開発最前線 (8) 東京西川・日本睡眠科学研究所 (後)

2017年10月31日(火曜日)

外部機関と連携し深掘り

 「エアー」や「アンドフリー」などの高機能マットレスは、日本睡眠科学研究所と商品開発の部門が連携し、素材やデザインなどを変え価格バランスを取りながら商品選択肢を広げる形で今も進化し続けている。
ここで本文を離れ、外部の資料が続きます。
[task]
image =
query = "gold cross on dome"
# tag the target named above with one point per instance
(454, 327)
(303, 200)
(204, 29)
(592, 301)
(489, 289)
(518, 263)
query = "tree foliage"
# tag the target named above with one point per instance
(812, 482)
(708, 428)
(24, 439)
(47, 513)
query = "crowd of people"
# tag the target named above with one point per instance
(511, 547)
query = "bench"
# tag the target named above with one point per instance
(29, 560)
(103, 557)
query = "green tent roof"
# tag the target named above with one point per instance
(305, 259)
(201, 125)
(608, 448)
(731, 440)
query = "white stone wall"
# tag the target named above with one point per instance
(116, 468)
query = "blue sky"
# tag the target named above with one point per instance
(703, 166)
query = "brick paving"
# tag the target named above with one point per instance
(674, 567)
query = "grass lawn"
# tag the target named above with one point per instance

枕やオーバーレイ、モバイルマット、クッションなどアイテムも拡大した。

 合繊布団向けにフィット感やかさ高に優れた長繊維の新素材「ファロン」、髪の毛の5分の1という超極細合成繊維を使い、高密度織物を側地にしたアレルゲンを低減する寝具「ニュースーパーセーフティーガードふとん」など、業界初や世界初の開発も少なくない。
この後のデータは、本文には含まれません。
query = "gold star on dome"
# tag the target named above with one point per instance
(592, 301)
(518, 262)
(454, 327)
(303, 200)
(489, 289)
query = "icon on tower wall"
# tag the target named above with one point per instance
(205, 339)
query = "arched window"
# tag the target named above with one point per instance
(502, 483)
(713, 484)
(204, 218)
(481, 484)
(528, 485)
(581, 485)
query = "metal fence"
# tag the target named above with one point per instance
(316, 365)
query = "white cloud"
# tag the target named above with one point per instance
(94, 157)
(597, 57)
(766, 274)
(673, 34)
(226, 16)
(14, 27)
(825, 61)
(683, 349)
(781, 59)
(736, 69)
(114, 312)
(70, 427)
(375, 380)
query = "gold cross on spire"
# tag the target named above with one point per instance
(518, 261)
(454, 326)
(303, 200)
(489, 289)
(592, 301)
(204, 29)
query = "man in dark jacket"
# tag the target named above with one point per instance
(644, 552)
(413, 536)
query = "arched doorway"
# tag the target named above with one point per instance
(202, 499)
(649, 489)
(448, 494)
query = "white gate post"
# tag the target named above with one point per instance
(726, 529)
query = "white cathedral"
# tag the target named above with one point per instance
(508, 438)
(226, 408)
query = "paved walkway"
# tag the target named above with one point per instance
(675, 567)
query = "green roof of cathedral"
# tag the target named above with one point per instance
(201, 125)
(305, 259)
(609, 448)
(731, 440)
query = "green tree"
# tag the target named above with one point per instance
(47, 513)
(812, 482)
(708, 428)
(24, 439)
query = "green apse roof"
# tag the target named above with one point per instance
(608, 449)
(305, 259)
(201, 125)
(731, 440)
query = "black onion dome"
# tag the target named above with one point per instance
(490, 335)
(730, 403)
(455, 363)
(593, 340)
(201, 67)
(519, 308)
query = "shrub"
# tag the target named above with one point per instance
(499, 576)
 羽毛布団では世界の産地から良質な羽毛を選び出した上、温度調節機能や吸放湿性といった羽毛本来の性能を高める加工、側地、キルティングの改良などに取り組む。

 枕に関しては、枕選びのポイントとなる後頭部の高さ・首の高さ・後頭部から首の長さを測定する「ピロースケール」や「ニューピローフィッター」などの測定機器を開発し、売り場に提供。自然で無理のない寝姿勢曲線(快眠ライン)を導き出し、一人一人に最適な敷寝具と枕の組み合わせもサポートする。
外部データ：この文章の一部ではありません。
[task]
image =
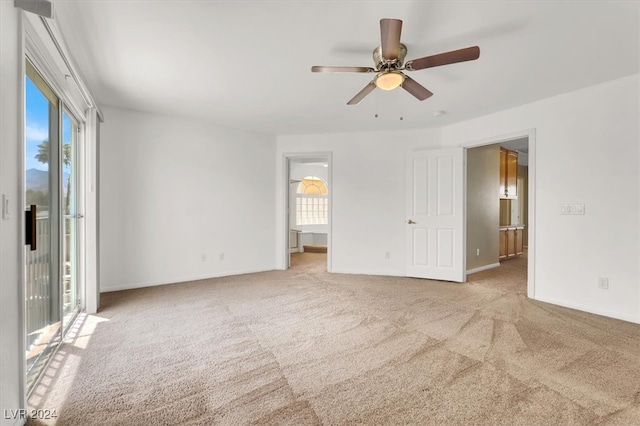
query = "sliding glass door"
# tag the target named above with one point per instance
(70, 242)
(52, 165)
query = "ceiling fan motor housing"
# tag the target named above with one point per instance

 近年、市場にさまざまな機能性寝具が出回る中、「よく眠れる根拠は何か」との科学的裏付け、被験者による臨床データを追求し、大学など外部研究機関との共同研究を加速している。

 アンドフリーやエアーなどに使用される4層特殊立体構造マットレスでは昨年来、順天堂大学医学部、同志社大学アンチエイジングリサーチセンター、筑波大学・国際統合睡眠医科学研究機構との共同研究結果を相次いで発表。

 自律神経や医学的観点、アンチエイジングの観点、睡眠中の脳波解析、ホルモン分泌など多角的な視点から取り組み、睡眠の質改善、記憶の固定に関連のあるデルタパワーの有意な増加、ストレス減少や糖尿病予防につながることを示唆するデータなどが出た。実験を進める中で、デルタパワーの有意な増加など想定外の新たな気付きもある。

 価値ある寝具の開発から、外部機関との連携によるその科学的検証まで、今後も眠りと寝具の未来を開拓していく。